During a forum in which this topic came up, another shortcoming I noted about that query was that folks were putting too much emphasis on the number, rather than on the insights to be gained from asking your Customers for their feedback. I’ve written before many times about the futility of putting all your VoC eggs in the basket of the top-line KPI.
Aside from the dangers of Goodhart’s Law, looking simply at a KPI doesn’t do you much good: So we’re now at 70. Last week we were at 68. So that’s better, I see…that’s a 2.95% improvement. Um, what does that mean? How much better should we get? What did we do to get there, and how can we get to whatever our goal should be?
It all just kind of turns into an arithmetical shell game, chasing blindly after a number that, in fact (to get back to the original quandary) may not even represent what our Customers think about us, nor be related to what we’re trying to accomplish in the first place. How do we overcome that? By asking more thoughtful questions.
Sure, start with the Brand Alignment Score instead of NPS or C-SAT. But also, ask probing Amplifying questions. “Why did you give us that score?” “What would have made your experience better?” “Where, precisely, did we miss the mark?”
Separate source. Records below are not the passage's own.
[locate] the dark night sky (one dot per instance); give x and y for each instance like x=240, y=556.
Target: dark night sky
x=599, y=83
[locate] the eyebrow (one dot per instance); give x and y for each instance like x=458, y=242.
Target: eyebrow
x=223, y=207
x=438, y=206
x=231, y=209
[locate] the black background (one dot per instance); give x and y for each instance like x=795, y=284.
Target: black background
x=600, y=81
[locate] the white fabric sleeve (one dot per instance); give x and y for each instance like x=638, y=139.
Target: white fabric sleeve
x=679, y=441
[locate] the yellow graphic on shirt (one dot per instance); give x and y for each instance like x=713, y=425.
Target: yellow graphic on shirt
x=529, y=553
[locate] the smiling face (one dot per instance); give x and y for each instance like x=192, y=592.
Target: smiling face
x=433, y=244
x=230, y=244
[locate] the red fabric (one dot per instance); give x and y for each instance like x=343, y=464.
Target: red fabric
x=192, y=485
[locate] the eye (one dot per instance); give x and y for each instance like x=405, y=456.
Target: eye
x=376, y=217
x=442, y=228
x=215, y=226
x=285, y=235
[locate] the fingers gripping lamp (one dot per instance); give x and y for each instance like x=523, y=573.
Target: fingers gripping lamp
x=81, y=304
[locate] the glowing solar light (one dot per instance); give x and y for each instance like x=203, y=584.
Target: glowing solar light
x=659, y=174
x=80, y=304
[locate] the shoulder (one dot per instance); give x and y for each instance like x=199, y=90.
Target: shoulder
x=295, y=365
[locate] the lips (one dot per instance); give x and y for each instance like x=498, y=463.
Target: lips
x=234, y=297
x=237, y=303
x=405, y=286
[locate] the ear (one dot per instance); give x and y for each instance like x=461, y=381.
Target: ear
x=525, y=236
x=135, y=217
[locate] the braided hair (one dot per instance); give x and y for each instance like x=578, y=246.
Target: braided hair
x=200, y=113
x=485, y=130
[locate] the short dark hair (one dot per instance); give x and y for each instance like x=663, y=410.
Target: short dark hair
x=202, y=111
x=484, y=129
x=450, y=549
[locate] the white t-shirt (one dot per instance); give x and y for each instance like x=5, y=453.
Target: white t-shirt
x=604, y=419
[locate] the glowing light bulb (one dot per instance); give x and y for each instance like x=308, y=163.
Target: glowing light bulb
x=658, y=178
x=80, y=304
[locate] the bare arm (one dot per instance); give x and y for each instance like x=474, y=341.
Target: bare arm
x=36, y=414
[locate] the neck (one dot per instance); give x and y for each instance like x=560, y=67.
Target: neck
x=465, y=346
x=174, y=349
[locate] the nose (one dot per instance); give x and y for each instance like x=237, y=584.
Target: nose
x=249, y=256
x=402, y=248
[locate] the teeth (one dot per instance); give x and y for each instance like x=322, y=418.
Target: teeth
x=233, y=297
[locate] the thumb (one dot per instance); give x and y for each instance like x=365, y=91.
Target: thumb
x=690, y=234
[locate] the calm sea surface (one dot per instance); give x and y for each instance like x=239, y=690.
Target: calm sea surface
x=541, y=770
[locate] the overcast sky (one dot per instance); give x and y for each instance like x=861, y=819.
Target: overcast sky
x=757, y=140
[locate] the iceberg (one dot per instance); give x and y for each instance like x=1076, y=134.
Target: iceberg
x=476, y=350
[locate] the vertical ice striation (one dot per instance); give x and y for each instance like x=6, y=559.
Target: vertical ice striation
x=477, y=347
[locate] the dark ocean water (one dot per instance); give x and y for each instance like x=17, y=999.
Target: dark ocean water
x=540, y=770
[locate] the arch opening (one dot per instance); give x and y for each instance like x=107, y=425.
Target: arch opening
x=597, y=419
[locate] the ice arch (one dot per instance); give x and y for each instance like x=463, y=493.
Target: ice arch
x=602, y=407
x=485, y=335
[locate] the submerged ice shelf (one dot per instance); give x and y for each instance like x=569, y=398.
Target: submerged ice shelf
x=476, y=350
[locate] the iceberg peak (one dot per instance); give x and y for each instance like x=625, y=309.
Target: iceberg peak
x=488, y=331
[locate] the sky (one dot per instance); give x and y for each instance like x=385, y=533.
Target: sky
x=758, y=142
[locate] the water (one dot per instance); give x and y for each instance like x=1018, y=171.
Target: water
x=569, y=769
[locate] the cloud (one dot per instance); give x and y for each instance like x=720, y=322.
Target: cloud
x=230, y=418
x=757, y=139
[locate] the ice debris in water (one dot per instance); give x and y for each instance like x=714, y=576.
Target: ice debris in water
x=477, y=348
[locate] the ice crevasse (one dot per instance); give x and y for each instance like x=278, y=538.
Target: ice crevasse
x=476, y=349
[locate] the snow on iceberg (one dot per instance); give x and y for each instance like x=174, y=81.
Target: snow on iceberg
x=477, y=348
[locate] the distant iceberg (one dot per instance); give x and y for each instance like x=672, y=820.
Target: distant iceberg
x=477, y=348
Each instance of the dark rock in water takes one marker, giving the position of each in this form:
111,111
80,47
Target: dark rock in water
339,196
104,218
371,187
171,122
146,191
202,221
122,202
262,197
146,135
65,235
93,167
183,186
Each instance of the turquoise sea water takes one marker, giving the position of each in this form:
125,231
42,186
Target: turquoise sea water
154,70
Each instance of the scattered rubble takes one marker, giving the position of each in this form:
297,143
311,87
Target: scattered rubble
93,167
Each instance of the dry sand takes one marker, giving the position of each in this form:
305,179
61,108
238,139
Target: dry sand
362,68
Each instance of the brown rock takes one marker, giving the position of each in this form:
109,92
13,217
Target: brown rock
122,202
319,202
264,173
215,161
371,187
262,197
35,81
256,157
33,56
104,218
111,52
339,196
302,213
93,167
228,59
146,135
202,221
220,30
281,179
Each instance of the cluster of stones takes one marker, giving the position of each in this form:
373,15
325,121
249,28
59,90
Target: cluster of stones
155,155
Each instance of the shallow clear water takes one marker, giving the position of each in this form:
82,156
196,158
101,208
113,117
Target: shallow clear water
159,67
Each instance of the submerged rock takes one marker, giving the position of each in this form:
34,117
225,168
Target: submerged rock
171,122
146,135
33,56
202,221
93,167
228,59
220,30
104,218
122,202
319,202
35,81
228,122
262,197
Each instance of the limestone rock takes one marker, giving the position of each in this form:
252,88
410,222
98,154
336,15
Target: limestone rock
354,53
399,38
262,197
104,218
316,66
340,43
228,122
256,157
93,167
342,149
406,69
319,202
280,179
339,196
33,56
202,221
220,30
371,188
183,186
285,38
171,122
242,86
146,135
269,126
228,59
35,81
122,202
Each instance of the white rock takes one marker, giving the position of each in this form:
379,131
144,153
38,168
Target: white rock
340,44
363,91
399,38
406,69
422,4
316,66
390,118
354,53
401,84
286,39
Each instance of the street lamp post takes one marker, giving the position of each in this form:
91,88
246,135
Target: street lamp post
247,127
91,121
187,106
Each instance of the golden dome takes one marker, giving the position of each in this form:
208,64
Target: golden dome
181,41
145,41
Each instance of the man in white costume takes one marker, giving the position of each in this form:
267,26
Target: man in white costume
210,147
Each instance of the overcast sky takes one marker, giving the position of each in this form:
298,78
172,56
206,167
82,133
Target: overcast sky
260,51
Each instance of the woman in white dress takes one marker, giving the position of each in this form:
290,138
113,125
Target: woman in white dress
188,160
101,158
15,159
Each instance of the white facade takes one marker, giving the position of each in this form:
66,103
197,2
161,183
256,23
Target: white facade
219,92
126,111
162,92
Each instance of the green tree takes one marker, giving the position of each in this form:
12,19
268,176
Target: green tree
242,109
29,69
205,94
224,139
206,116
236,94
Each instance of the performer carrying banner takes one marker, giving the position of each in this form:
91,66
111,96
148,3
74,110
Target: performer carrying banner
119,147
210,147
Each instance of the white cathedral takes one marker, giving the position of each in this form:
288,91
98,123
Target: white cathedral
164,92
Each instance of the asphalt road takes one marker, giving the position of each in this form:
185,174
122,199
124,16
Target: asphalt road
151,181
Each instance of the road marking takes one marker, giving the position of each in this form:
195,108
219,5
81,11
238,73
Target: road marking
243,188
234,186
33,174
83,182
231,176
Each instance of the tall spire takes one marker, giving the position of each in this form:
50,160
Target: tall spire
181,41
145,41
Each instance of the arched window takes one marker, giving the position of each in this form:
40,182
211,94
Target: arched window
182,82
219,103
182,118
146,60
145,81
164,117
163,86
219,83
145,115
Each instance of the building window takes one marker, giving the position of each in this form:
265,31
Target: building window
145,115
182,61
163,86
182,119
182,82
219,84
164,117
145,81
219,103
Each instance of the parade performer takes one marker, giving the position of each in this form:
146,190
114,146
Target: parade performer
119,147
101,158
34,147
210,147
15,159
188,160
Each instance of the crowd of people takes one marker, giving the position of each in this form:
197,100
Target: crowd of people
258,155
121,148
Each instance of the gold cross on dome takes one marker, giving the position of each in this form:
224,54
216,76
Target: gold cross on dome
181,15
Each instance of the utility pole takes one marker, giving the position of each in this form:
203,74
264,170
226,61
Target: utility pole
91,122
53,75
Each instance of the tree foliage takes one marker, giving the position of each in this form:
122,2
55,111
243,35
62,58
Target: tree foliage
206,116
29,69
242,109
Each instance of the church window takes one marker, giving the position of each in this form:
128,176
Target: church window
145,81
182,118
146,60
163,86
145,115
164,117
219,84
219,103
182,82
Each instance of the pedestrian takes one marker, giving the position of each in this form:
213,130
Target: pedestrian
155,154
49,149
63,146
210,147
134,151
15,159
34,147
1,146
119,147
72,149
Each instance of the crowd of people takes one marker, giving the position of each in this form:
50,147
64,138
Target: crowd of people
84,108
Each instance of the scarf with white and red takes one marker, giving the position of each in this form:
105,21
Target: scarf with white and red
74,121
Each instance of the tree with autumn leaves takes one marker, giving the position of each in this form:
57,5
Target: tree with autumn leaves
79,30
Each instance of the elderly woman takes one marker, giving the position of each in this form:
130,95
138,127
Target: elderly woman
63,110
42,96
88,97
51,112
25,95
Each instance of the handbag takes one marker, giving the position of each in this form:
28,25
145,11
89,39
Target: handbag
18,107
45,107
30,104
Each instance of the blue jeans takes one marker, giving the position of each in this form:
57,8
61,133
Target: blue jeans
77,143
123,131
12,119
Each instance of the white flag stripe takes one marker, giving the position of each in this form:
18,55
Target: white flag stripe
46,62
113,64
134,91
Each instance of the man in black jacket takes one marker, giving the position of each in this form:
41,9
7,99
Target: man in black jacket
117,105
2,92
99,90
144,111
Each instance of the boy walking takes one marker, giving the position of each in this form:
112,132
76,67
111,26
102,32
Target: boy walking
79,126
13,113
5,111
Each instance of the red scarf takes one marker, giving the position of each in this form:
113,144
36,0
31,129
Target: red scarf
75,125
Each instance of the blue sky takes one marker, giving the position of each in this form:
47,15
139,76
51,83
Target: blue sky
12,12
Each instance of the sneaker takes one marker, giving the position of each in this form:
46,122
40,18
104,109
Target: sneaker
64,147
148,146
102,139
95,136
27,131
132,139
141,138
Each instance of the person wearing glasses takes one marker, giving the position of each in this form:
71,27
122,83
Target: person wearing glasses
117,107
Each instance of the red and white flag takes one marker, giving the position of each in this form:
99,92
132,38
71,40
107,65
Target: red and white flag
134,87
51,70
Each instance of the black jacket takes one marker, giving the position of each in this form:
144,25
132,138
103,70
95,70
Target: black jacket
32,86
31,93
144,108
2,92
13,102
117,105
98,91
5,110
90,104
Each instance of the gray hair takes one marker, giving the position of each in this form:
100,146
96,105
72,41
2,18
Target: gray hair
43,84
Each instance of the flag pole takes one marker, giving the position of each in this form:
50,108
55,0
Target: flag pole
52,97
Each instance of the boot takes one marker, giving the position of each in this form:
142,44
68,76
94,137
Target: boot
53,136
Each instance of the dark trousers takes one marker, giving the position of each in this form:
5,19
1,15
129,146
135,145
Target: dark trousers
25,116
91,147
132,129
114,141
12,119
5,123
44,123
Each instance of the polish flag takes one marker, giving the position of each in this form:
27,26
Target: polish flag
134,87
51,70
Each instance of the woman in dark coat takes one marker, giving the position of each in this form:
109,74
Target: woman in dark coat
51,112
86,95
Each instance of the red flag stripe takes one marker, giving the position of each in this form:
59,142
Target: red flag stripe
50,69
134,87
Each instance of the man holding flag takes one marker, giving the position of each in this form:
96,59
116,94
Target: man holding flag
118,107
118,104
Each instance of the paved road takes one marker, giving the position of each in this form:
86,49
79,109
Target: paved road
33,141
Notice the beauty that, by asking these follow-on, free-text questions, you don’t even need to move away from NPS or C-SAT (although you should anyway, and use the Brand Alignment Score instead). Even if you’re still asking those outmoded, non-strategic questions, by asking follow-up amplification questions, you can better curate your feedback for action: If, for example, a Customer rates you as a ‘0’ on satisfaction or likelihood to recommend, but answers in the follow-on question that it was because your cost is too high, that can offer insights that are more robust than simply the ‘0’ gave originally. What’s more, if your Brand Promise is luxury or high-quality, it probably will weigh less because you’re not striving to be the low-cost leader in the market anyway. Sure, you’re not trying to fleece anybody, and if you start to see a lot of responses like this, you may want to investigate how to deliver a luxury experience for less. For that matter, you may come to the realization that there’s not even an addressable market for luxury for this product in the first place! (I.e., if everybody’s criticizing your price, perhaps nobody really wants that luxury experience enough to pay for it.) Conversely, if your Brand Promise is value or discount, it should have more weight if your Customers are telling you you’re too expensive…that’s because that’s what you’re trying to deliver as your brand. That’s a huge problem.
But if you’re wrapped up in wondering how simply to parse the numbers that your Customers are giving you on your KPI measurement, you may never get that far. So yes, surely you’ll want to check out that top-level KPI. But the real useful meat of your VoC program and your survey results aren’t coming from there…they’re in the amplification questions.